Friday, February 1, 2013

Pumpkin Sheet Cake

Mom made this when we were down there over the holidays and it was fabulous!!  It's a great, quick dessert to bring when you have a function and need to feed a lot of people. So basically anything church related :). It's from that cookbook "Our Favorite Recipes" that mom gave each of us a copy from their katy 3rd ward (p. 218).
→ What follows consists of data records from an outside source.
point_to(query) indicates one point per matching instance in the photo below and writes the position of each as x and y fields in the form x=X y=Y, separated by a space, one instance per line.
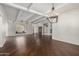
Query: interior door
x=40 y=31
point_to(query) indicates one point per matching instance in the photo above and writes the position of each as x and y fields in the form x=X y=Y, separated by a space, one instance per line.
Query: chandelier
x=52 y=15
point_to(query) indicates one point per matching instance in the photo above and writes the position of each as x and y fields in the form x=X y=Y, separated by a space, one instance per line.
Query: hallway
x=29 y=45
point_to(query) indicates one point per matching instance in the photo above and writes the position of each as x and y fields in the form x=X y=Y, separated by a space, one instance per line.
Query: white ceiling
x=17 y=14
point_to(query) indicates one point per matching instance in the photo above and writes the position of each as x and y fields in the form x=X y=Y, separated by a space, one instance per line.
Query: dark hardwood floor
x=32 y=45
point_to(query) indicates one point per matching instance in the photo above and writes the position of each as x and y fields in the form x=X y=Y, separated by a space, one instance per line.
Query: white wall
x=67 y=28
x=27 y=27
x=3 y=27
x=11 y=29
Originally submitted by Alyson Felt.

Pumpkin Cake:
4 lg. eggs
1 c. olive oil (I've used canola oil and it's fine)
2 c. sugar
2 c. solid pack pumpkin
2 c. all-purpose flour
2 tsp. baking powder
1 tsp. baking soda
1/2 tsp. salt
2 1/2 tsp. ground cinnamon
1 tsp. ground ginger
1 tsp. ground cloves
1 tsp. ground nutmeg

In large bowl, beat eggs, oil and sugar until well blended. Add pumpkin and mix thoroughly. Mix together flour, baking powder, baking soda, salt, cinnamon, ginger, cloves and nutmeg. Gradually add dry ingredients to pumpkin mixture. Mix unitl smooth. Pour into greased and floured 11x17 inch jelly roll pan. Bake at 375 for 20 minutes. Cool before sreading with cream cheese frosting.

Cream cheese frosting

3 ounces cream cheese, softened (I totally think it needs double this!! I love to be able to taste cream cheese in my cream cheese frosting)
6 T. butter
1 T. milk
1 tsp. vanilla
3 c. powdered sugar

Beat cream cheese until soft. Add butter, mixing until smooth. Stir in milk and vanilla. Gradually add powdered sugar. Beat until smooth and spread onto cooled cake.